Postmus’s descent to the status of a convicted felon was an epic fall. In 2000 he was elected to the board of supervisors at the age of 29, making him, after Minor Cobb Tuttle in 1862, Norman Taylor in 1855, Robert McCoy in 1861, John C. Turner in 1893 and Gus Skropos in 1985, the sixth youngest county supervisor in San Bernardino County history. Four years later, in 2004, he became the second youngest chairman of the county board of supervisors after John C. Turner in 1895. That year he also became the chairman of the San Bernardino County Republican Central Committee, a perch from which he had control over the purse strings of the local GOP’s campaign war chest and held tremendous sway in determining who was elected to an overwhelming number of political offices in the county. In 2006 he expended more than $2 million in what yet remains the most expensive political campaign in county history when he successfully challenged the incumbent county assessor, Don Williamson, thereby acceding to the most powerful taxing position in San Bernardino County.

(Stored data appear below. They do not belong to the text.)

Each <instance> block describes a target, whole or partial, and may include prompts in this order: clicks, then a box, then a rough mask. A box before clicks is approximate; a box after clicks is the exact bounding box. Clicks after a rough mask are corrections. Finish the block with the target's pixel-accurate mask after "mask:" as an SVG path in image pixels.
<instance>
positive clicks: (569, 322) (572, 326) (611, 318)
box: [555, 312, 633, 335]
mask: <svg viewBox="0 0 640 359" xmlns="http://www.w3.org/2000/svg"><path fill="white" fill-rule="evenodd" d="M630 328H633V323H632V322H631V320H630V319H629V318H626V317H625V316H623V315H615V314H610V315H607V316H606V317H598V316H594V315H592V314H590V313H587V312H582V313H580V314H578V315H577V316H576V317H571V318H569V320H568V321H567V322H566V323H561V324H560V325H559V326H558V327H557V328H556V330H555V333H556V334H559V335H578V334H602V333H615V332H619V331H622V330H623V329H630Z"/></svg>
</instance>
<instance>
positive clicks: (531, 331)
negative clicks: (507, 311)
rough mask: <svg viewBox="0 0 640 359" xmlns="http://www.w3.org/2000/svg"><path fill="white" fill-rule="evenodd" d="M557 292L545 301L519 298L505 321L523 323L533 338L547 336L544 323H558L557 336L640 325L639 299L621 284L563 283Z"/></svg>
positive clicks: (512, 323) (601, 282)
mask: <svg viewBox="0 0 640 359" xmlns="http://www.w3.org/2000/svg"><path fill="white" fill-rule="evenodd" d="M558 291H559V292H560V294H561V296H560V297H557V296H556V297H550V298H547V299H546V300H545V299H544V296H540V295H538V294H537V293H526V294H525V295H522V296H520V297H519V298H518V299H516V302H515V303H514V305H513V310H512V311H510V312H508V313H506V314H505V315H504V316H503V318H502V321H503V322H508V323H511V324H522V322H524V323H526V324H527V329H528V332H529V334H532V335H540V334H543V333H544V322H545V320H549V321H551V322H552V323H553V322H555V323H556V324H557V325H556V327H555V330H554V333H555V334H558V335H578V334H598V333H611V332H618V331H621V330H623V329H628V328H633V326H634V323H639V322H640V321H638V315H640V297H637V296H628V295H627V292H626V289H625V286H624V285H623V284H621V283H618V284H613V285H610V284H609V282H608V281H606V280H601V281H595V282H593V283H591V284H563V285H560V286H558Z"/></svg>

He had been the single most powerful political entity in San Bernardino County during his heyday, a virtual kingmaker.
Before his sentencing, Postmus and his attorney had held out some hope that he might be allowed to serve his time in county jail. Ultimately, however, because of his three-year sentence, he was consigned into the California state prison system.
By late December, Postmus was housed at North Kern State Prison, a medium-security all-male prison facility located in Delano. At the time Postmus was there, it housed over 5,000 inmates, which is more than 200 percent of its design capacity of 2,447 when it initiated operation in 1993. More than 3,400 of the inmates at North Kern were housed in the reception center, awaiting transfer to another state prison and apart from the close to 1,600 permanent or mainline inmates in a separate part of the prison. Inmates are separated by security and custody levels upon arriving at North Kern. North Kern is considered a reception center for incoming inmates who are not destined to remain there for the entirety of their sentences. Transitory inmates remain there three to four months while their criminal and health records, physiological and psychological makeup and social needs are assessed and they are assigned elsewhere.
By late this spring, efforts on Postmus’s behalf and internal prison system evaluations led to his having been placed on the California Department of Corrections and Rehabilitation’s Alternative Custody Program’s candidacy list.
The nonviolent nature of his crime, his lack of further criminal involvement, his behavior while incarcerated and his psychological evaluation qualified him for serving the remainder of his sentence outside of lockup.
This summer, Postmus was released, conditional upon his wearing an ankle monitor, traveling no further than 50 miles from his registered place of residence, maintaining a curfew, reporting regularly to his parole officer and being subject to random drug screening. The Sentinel has learned he is residing with this sister in Wrightwood.
Postmus is known to be involved in political activity through a Wyoming-based company he founded, Mountain States Consulting Group. His conviction on a governmental conflict of interest charge prohibits him from seeking or holding elected office. He is not, however, barred from engaging in political activity such as fundraising and lobbying.